Let’s turn it into a plot:
A bereaved stepmother can no longer bear to be reminded of her dead husband, who has left her with a title but still penniless, so she takes his only treasure–his daughter–and turns her into the housemaid she can no longer afford. The daughter, wanting so much to be loved, does everything she’s told. When the ball is announced, the stepmother refuses to see her dead husband’s daughter as an equal and takes only her daughters, next in line for her title, to the ball. A generous benefactor, who has watched from afar, decides to intervene. The world is evolving, the prince himself has declared every maiden attend, no matter their stature; equality among classes is a radical idea this benefactor supports. But she can only do so much, the dress will fade at midnight. The young, unfortunate maiden, having lost a mother and a father and aching so much to be loved by a stepmother, doesn’t trust the Prince’s love should he discover the truth. She flees the ball, tripping on the steps, leaving behind a slipper. She keeps the other shoe as a reminder. When the Prince shows up on her doorstep, she realizes it wasn’t just a moment in the moonlight, but true and real love, and feels confident to reveal herself as a housemaid and the woman he loves.
Let’s go further: maybe the story shouldn’t begin with the father dying, or even the invitation to the ball. Maybe the plot begins as she slides her slipper out of her threadbare pocket, before the breathless the prince, his dukes, and her step family. Maybe that simple gesture and the Prince’s reaction to it, changes the future of all those watching and society.

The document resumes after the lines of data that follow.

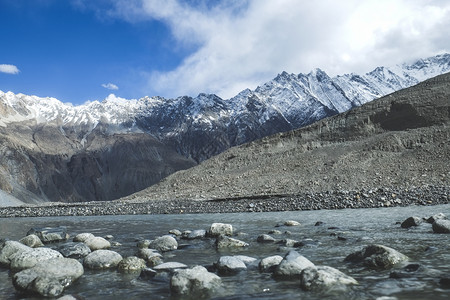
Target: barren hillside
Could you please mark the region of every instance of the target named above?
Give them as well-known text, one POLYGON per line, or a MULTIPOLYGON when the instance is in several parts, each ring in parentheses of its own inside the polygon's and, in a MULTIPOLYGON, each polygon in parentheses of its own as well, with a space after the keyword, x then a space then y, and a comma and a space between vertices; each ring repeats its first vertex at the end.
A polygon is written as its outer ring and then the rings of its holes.
POLYGON ((234 147, 125 199, 221 199, 450 184, 450 73, 234 147))

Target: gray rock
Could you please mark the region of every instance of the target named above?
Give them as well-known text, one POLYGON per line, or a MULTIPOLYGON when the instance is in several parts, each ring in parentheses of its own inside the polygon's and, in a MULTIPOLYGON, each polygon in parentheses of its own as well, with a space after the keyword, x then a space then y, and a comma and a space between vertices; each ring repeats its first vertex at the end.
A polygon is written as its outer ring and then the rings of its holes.
POLYGON ((259 270, 261 272, 273 272, 282 260, 283 257, 280 255, 265 257, 259 262, 259 270))
POLYGON ((89 232, 79 233, 73 238, 73 241, 74 242, 84 242, 87 239, 90 239, 90 238, 93 238, 93 237, 94 237, 94 235, 92 233, 89 233, 89 232))
POLYGON ((187 239, 187 237, 191 234, 191 230, 185 230, 181 233, 181 238, 182 239, 187 239))
POLYGON ((92 251, 111 248, 111 243, 99 236, 90 237, 87 240, 85 240, 84 243, 92 251))
POLYGON ((221 256, 214 265, 221 274, 235 274, 247 270, 245 263, 234 256, 221 256))
POLYGON ((141 272, 145 267, 145 260, 136 256, 129 256, 122 259, 117 269, 121 272, 141 272))
MULTIPOLYGON (((338 237, 339 239, 340 237, 338 237)), ((294 247, 317 247, 320 242, 313 239, 304 239, 294 244, 294 247)))
POLYGON ((153 240, 149 247, 154 248, 160 252, 167 252, 172 250, 177 250, 178 242, 170 235, 163 235, 155 240, 153 240))
POLYGON ((433 224, 436 220, 445 220, 447 216, 443 213, 435 214, 427 219, 427 223, 433 224))
POLYGON ((27 235, 26 237, 21 238, 19 242, 31 248, 38 248, 44 246, 41 239, 35 234, 27 235))
POLYGON ((174 294, 204 298, 220 288, 222 280, 202 266, 178 270, 170 279, 170 290, 174 294))
POLYGON ((137 242, 136 246, 140 249, 148 248, 150 244, 152 243, 151 240, 140 240, 137 242))
POLYGON ((268 232, 268 234, 283 234, 281 231, 276 230, 276 229, 272 229, 268 232))
POLYGON ((256 258, 246 255, 234 255, 234 257, 241 260, 246 266, 251 265, 257 261, 256 258))
POLYGON ((314 267, 314 264, 306 257, 300 255, 297 251, 289 251, 275 268, 273 275, 281 279, 300 278, 302 271, 308 267, 314 267))
POLYGON ((186 268, 187 266, 185 264, 173 261, 162 263, 160 265, 153 267, 155 271, 165 271, 165 272, 172 272, 177 269, 186 269, 186 268))
POLYGON ((139 249, 137 256, 144 259, 149 267, 163 263, 162 255, 153 249, 139 249))
POLYGON ((293 220, 288 220, 284 222, 284 226, 300 226, 300 223, 293 220))
POLYGON ((268 234, 261 234, 256 238, 258 243, 274 243, 275 239, 268 234))
POLYGON ((293 239, 283 239, 281 241, 278 241, 277 244, 283 245, 285 247, 296 247, 298 245, 299 241, 293 240, 293 239))
POLYGON ((37 235, 44 244, 66 241, 69 238, 69 234, 64 226, 31 228, 27 232, 27 235, 30 234, 37 235))
POLYGON ((30 251, 30 248, 22 243, 16 241, 6 241, 3 244, 3 248, 0 250, 0 265, 9 267, 11 265, 11 259, 14 255, 18 255, 24 251, 30 251))
POLYGON ((422 223, 422 219, 419 217, 409 217, 405 221, 402 222, 402 228, 410 228, 413 226, 419 226, 422 223))
POLYGON ((50 248, 31 248, 12 256, 11 269, 20 271, 34 267, 38 262, 63 257, 61 253, 50 248))
POLYGON ((407 260, 408 257, 397 250, 376 244, 368 245, 345 258, 347 262, 362 263, 373 269, 389 269, 407 260))
POLYGON ((122 259, 122 255, 117 252, 96 250, 84 258, 84 266, 94 270, 115 268, 122 259))
POLYGON ((110 240, 114 239, 114 236, 111 235, 111 234, 107 234, 107 235, 105 235, 103 238, 104 238, 105 240, 110 241, 110 240))
POLYGON ((173 234, 174 236, 181 236, 181 231, 179 231, 178 229, 171 229, 169 230, 170 234, 173 234))
POLYGON ((197 229, 197 230, 191 231, 186 238, 188 240, 195 240, 195 239, 202 239, 205 236, 206 236, 206 230, 197 229))
POLYGON ((215 245, 217 249, 248 247, 246 242, 223 235, 216 239, 215 245))
POLYGON ((21 291, 57 297, 83 273, 83 266, 77 260, 55 258, 14 274, 13 284, 21 291))
POLYGON ((438 219, 433 223, 435 233, 450 233, 450 220, 438 219))
POLYGON ((341 271, 328 266, 308 267, 300 274, 300 286, 308 291, 341 290, 351 284, 358 284, 358 282, 341 271))
POLYGON ((208 230, 209 236, 233 235, 233 226, 231 224, 213 223, 208 230))
POLYGON ((91 253, 85 243, 69 242, 56 248, 59 253, 68 258, 82 258, 91 253))

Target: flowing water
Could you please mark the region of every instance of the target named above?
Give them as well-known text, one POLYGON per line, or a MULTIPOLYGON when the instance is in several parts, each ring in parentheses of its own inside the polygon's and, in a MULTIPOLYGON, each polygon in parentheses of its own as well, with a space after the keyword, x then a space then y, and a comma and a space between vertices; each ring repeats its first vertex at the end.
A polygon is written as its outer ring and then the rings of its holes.
MULTIPOLYGON (((450 299, 450 289, 439 284, 441 277, 450 274, 450 235, 434 234, 430 224, 402 229, 398 221, 409 216, 428 217, 443 212, 450 215, 450 204, 429 207, 397 207, 379 209, 345 209, 273 213, 198 214, 198 215, 133 215, 99 217, 48 217, 0 219, 0 238, 18 240, 32 227, 66 226, 71 236, 91 232, 97 236, 111 234, 122 245, 112 250, 123 257, 134 255, 136 241, 153 239, 168 230, 207 229, 211 223, 233 225, 236 237, 250 246, 234 252, 217 251, 213 240, 181 240, 190 246, 164 254, 164 261, 177 261, 189 266, 211 265, 222 255, 247 255, 258 259, 283 256, 289 248, 279 245, 258 244, 258 235, 272 229, 290 234, 273 235, 277 239, 302 240, 311 238, 316 245, 297 251, 316 265, 328 265, 354 277, 359 285, 346 291, 321 294, 301 290, 298 280, 278 281, 269 273, 250 268, 233 276, 222 276, 223 289, 215 299, 450 299), (278 227, 285 220, 296 220, 302 225, 278 227), (315 226, 317 221, 324 224, 315 226), (330 229, 330 227, 335 227, 330 229), (338 236, 346 240, 338 239, 338 236), (344 258, 362 246, 378 243, 392 247, 427 269, 411 278, 391 279, 392 270, 374 271, 344 263, 344 258)), ((169 277, 141 279, 138 275, 116 271, 90 271, 67 288, 65 294, 78 294, 85 299, 176 299, 170 294, 169 277)), ((11 274, 0 267, 0 299, 34 299, 19 294, 11 283, 11 274)))

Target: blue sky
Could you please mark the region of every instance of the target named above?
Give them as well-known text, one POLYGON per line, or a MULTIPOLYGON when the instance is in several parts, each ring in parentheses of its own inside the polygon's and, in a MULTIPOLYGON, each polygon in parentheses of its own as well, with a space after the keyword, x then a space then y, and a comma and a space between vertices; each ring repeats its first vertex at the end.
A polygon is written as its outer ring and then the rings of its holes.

See the difference? The story answers and then…The plot says because. Sometimes, the plot’s answer is helped by dropping us into the event where it makes the greatest emotional impact. The story has us asking, “and then what?” the plot has us asking, “why?” Your work may be eventful, full of twists and turns and great adventures or poignant moments, but does it show the inevitability of motivations, actions and consequences? While our natural human curiosity is to know what happens next, our greater human desire is to know why it happened it all.